Imagine for a moment you have been arrested by police, taken to the cop shop and then brought to an interview room where Mounties announce they want to have a chat with you.
One begins with something like, “There was a homicide downtown and we think you might be responsible.”
Horrified, you then take a line from Law & Order and tell the Lennie Briscoe-like cops, “I want a lawyer.”
But sadly they don’t instantly leave like they do in television land. The police here in Canada have no ‘Miranda rights’ to follow and the Supreme Court of Canada (SCC), has just made sure of that for what could be a long time.
Earlier this month the SCC, ruling in three separate cases in which suspects demanded during an interrogation to speak to counsel, refused to import American “Miranada rights”. Police gives these to suspects in custody before they are interrogated to inform them about their constitutional rights. When the American Supreme Court made its “Miranada rights” ruling in 1966 it was held that a suspect in custody must be clearly informed of the right to consult with a lawyer and to have that lawyer present during questioning.
Forty-four years later the SCC, in a tight 5 – 4 majority ruling, is turning its back on that American high court ruling.
“Adopting procedural protections from other jurisdictions in a piecemeal fashion risks upsetting the balance that has been struck by Canadian courts and legislatures,” wrote Madam Justice Beverley McLachlin and Madam Justice Louise Charron on behalf of the SCC in the majority ruling. “We are not persuaded that the Miranda rule should be transplanted in Canadian soil.”
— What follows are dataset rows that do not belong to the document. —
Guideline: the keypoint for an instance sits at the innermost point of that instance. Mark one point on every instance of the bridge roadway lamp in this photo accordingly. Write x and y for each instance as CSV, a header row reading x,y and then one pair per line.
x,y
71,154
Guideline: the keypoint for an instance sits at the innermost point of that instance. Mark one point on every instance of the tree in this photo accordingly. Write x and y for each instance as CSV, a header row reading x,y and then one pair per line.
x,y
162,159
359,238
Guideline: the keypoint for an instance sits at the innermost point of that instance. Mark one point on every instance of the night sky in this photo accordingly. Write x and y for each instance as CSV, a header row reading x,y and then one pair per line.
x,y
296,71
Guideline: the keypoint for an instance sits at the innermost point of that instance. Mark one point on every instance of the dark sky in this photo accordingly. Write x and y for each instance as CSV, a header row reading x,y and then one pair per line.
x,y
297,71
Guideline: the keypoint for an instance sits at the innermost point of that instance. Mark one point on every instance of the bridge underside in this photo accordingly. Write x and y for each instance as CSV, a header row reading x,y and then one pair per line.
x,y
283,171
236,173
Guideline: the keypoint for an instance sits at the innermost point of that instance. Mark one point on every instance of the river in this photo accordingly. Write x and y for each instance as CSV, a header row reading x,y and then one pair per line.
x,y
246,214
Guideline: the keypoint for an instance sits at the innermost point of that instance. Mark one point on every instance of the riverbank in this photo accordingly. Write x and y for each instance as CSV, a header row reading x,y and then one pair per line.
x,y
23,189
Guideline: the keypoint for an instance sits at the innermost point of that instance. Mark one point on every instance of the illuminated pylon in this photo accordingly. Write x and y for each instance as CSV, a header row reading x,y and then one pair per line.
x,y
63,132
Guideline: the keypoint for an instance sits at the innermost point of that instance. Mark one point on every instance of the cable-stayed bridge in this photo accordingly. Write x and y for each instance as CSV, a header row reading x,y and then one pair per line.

But SCC judges speaking on behalf of the minority assailed the majority opinions, accusing the ruling of “tightening the noose” around the Charter right to counsel.
“What now appears to be licensed is that a presumed innocent individual may be detained and isolated by the police for at least five or six hours without reasonable recourse to a lawyer – during which time the officers can brush aside assertions of the right to silence or demands to be returned to his or her cell in an endurance contest in which the police interrogators, taking turns with one another, hold all the important legal cards,” said Justice Ian Binnie in a dissenting opinion.
Meanwhile, most defence lawyers across the country are also unhappy with the decision, particularly since it can only be reversed by legislative change or if the SCC should reconsider its position, which would be a rare move by the high court.
“I think there is a potential for abuse,” said Red Deer criminal defence lawyer Kevin Sproule. “I fall on the side of liberty, freedom and granting our citizens as much as that as possible, and that would include protection from abuse by investigators who might otherwise be inclined to press things in an unfair manner. Yes, I am concerned.
“It certainly is going to put more of an onus on the individual to listen to their lawyer’s advise when they are told they have a right to remain silent,” added Sproule. “But whether people are going to have the practical ability to withstand potentially hours of harsh questioning and sleep deprivation that remains to be seen. “Hopefully that won’t happen but I am afraid we are going to have to trust our police forces not to abuse their authority.”
We can certainly hope our trust will bear fruit. But the fact in Canada now is that Lennie Briscoe’s job has been made a lot easier. And that should be scary for everyone.